4. Through their direct effect on insulin and blood sugar, refined carbohydrates, starches, and sugars are the dietary cause of coronary heart disease and diabetes. They are most likely dietary causes of cancer, Alzheimer’s disease, and the other chronic diseases of civilization.
5. Obesity is a disorder of excess fat accumulation, not overeating, and not sedentary behavior
6. Consuming excess calories does not cause us to grow fatter, any more than it causes a child to grow taller. Expending more energy than we consume does not lead to long term weight loss; it leads to hunger.
7. Fattening and obesity are caused by an imbalance — a disequilibrium — in the hormonal regulation of adipose tissue and fat metabolism. Fat synthesis and storage exceed the mobilization of fat from the adipose tissue and its subsequent oxidation. We become leaner when the hormonal regulation of the fat tissue reverses this balance.
8. Insulin is the primary regulator of fat storage. When insulin levels are elevated — either chronically or after a meal — we accumulate fat in our fat tissue. When insulin levels fall, we release fat from our fat tissue and use it for fuel.
9. By stimulating insulin secretion, carbohydrates make us fat and ultimately cause obesity. The fewer carbohydrates we consume, the leaner we will be.
10. By driving fat accumulation, carbohydrates also increase hunger and decrease the amount of energy we expend in metabolism and physical activity.
What is mind blowing about this is that we still have doctors today who will prescribe a high carbohydrate low fat diet for their patients.
Have a great weekend and take some time to think about if you have really made a life change or if you are just hanging on until you can get your next fix of carbs.

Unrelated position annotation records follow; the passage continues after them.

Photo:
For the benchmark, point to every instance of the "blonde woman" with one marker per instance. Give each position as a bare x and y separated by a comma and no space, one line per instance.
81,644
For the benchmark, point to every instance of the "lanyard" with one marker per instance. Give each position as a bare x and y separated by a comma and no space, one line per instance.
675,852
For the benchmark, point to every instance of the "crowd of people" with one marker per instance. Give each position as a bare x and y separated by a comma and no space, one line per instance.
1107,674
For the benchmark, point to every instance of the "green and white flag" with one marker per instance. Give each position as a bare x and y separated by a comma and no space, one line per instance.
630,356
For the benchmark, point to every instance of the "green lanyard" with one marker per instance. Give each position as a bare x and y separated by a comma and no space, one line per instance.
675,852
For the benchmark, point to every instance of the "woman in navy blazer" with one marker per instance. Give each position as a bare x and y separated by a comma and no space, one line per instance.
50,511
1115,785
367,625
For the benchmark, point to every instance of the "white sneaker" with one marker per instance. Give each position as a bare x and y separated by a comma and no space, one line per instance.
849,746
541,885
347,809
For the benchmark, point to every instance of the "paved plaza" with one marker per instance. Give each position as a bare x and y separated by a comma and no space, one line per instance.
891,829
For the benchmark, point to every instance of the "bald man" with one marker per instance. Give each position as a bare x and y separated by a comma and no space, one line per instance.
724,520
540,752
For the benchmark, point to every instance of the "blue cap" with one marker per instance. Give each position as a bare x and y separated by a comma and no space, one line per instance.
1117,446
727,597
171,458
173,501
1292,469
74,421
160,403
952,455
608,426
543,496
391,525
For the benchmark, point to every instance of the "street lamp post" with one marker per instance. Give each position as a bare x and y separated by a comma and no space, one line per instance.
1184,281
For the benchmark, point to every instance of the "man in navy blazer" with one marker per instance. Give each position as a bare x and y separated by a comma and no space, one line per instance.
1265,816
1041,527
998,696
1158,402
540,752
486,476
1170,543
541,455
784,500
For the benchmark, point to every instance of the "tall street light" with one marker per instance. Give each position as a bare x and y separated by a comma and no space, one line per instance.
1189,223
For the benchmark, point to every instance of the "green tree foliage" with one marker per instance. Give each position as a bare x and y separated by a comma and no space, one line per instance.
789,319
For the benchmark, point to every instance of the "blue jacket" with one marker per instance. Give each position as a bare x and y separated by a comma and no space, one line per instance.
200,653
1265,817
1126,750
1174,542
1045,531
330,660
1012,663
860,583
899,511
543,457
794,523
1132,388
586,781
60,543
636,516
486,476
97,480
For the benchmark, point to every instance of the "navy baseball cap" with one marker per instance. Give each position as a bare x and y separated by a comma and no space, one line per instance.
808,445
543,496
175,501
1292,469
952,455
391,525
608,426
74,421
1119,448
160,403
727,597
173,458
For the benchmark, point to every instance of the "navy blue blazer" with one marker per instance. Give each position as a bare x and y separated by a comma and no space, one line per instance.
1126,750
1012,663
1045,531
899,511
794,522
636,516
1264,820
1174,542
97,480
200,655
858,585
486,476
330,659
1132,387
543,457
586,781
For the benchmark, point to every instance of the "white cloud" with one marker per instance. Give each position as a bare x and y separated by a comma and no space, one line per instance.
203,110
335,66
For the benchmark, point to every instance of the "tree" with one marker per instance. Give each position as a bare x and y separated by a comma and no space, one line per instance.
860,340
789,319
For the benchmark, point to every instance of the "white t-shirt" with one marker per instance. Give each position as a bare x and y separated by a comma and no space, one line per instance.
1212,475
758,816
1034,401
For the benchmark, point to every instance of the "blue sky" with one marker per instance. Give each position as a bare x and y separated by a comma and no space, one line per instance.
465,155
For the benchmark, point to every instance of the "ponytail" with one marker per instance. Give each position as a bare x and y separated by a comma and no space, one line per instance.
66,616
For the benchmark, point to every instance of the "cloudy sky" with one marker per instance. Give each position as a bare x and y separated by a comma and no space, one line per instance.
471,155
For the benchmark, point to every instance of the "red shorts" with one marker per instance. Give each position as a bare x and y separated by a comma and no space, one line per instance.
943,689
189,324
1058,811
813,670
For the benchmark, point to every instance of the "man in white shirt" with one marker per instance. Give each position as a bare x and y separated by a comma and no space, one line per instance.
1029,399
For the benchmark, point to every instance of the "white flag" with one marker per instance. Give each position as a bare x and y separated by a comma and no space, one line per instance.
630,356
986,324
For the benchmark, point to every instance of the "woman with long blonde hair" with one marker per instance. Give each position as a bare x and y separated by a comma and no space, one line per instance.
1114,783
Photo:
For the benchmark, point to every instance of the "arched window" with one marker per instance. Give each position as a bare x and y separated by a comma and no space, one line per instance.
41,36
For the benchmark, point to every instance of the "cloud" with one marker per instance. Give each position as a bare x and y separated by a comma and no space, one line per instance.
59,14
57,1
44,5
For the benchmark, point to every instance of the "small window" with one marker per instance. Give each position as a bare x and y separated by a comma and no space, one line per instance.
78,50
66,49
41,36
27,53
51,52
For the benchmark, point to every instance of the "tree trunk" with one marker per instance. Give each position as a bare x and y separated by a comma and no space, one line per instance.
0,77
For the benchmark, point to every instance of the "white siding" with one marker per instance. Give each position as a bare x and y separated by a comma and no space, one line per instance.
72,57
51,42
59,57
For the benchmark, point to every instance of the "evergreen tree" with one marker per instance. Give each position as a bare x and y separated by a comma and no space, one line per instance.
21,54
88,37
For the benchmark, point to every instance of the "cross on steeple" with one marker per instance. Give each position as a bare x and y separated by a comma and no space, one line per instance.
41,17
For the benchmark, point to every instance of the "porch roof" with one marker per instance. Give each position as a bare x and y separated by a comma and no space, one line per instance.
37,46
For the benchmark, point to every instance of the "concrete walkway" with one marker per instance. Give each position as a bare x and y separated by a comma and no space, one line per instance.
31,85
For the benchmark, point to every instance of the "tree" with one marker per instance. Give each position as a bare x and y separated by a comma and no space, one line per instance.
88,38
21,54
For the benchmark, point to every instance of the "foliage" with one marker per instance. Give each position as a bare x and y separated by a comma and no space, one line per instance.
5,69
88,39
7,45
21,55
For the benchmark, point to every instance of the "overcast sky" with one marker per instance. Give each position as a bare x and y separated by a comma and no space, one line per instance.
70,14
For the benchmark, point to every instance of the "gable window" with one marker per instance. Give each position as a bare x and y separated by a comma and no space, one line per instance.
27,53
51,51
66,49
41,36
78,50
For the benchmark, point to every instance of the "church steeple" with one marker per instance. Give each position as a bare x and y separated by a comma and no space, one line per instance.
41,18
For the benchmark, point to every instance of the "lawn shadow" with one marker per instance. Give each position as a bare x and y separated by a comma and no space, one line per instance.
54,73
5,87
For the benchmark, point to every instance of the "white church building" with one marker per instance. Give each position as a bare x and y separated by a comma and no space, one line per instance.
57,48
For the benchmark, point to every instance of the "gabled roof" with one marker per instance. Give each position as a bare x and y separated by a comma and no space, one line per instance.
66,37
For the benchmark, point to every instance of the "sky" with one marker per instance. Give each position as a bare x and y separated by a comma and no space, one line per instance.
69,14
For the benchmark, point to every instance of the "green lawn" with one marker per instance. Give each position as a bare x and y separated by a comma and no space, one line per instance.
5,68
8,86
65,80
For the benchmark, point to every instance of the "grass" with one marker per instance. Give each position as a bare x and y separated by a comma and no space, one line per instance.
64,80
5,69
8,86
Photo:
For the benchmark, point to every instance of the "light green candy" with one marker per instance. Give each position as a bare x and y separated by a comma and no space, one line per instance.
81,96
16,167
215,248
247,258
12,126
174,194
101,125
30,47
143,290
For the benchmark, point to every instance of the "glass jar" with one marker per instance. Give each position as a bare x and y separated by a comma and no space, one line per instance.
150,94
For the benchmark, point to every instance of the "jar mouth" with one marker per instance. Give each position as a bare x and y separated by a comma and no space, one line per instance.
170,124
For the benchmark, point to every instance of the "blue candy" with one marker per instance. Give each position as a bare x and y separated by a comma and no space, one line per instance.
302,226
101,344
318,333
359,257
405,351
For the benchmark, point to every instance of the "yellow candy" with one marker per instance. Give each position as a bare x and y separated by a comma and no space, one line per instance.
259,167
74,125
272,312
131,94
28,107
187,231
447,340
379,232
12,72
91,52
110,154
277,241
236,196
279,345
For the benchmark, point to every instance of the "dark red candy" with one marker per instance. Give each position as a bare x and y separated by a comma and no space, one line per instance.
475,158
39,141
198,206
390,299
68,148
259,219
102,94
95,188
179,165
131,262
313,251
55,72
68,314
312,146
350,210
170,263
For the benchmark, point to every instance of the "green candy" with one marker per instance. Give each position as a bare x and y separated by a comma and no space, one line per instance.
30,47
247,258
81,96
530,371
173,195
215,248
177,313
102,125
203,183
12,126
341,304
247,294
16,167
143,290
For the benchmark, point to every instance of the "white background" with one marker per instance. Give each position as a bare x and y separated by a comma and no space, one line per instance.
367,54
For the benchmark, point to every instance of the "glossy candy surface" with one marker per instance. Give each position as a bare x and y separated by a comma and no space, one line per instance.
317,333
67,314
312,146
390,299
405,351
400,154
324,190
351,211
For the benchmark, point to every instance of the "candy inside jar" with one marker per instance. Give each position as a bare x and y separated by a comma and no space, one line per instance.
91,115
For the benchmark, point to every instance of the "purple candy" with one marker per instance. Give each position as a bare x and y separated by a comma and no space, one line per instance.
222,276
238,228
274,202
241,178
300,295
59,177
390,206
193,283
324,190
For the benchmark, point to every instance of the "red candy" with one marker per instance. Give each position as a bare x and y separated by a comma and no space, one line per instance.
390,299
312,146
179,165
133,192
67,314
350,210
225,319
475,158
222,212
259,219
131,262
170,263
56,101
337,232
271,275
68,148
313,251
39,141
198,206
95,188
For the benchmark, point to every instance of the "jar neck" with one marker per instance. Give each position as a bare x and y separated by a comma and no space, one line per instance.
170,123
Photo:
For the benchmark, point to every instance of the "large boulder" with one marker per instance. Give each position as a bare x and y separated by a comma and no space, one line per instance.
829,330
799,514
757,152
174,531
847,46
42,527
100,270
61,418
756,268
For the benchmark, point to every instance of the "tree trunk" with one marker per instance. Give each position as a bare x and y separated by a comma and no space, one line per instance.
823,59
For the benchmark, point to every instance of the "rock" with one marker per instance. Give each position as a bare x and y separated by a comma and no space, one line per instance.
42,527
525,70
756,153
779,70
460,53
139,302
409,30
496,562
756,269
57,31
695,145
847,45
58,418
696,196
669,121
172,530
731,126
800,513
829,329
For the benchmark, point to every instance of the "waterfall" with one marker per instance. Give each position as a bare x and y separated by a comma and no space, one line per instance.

Sunday, September 13, 2009
Above is a picture of two of the dozen or so black Angus cows that are beefing up on the grass of our neighbors ranch. We have dibs on one of them and a hog that will go to slaughter in early October. This is our first time buying meat this way but as we progress down this paleo road to optimum nutrition it seems to be a natural step. In our evolution to full on crunchiness(all we need now is a Subaru, or Volvo and a couple more canvas bags) our latest focus has been on the quality of the meat we are eating.
After reading Omnivore's Dilemma, we began to question the quality of the meat we were eating and watching the movie Food Inc. was the final push we needed to seek alternative sources of meat. Fate lent a hand in that we moved next door to a grass fed beef ranch and now we have committed to buying a whole cow and a pig next month. We have a couple of families going in with us on it and are open to anyone else who would like to jump in the mix. The beef will be butchered into steaks, roasts, fillets, and ground beef. The organ meats are available as well, but other than my buddy Pat wanting the tongue for crabbing, I am not sure anyone wants them.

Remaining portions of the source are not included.